Les larmes de Tigre Noir mélange diverses influences issues des westerns spaghetti de Sergio Léone (que Sasanatieng admire beaucoup), du cinéma coloré et populaire thaïlandais des années 60 (Rattana Pestonji, réalisateur indépendant du début du 20e siècle et oublié dans son propre pays) et emploie un style narratif emprunté tant à la tragédie qu'aux romans-photos dont le film n'est que le stade final. Pour promouvoir le film, le réalisateur a en effet suivi un chemin inhabituel.

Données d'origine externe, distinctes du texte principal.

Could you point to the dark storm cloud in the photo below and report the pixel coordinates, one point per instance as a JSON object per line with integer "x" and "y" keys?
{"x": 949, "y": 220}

Il a confié à sa femme le soin de diffuser dans un magazine le scénario sous forme de roman-photo, publiant les photos des acteurs, offrant même à la télévision et à la radio des épisodes de l'intrigue. C'est donc à un univers connu, apprivoisé que les thaïlandais ont alors affaire. Ils découvrent le film comme un de ces classiques thaïlandais qu'aucune manifestation ne leur aurait donné l'occasion de re-découvrir. Car le cinéma thaï dans les années 60, c'était ça, un style baroque et outrancier, des intrigues simples qui emportent toujours l'adhésion populaire, des héros en proie à leur destin et une musique populaire omniprésente. En y associant des clichés (l'harmonica, le duel au soleil dans des décors en carton-pâte, le bon, la brute et même le truand), Wisit Sasanatieng en fait un cocktail explosif, un western jubilatoire où les acteurs stéréotypés n'ont pas peur d'en faire trop et provoquent tour à tour le rire où les larmes du public. Procédant par flashes-back progressifs, Les larmes du Tigre Noir fait inévitablement penser à Mon-rak Transistor sorti cette année. Le parcours d'un homme et de la femme qu'il aime, des péripéties qui jalonnent leur parcours et de la raison qui, successivement, les éloigne ou les rapproche. Telle est souvent la tragédie, belle et cruelle, dénouant le ressort de l'histoire dont le spectateur détient la clé dès le départ. Ici, Sasanatieng lui réserve le droit de faire preuve d'imagination ce qui n'est jamais mauvais au cinéma, là où il est fantasme de " substituer à notre réalité un monde qui s'accorde à nos désirs " comme dirait l'ami Godard.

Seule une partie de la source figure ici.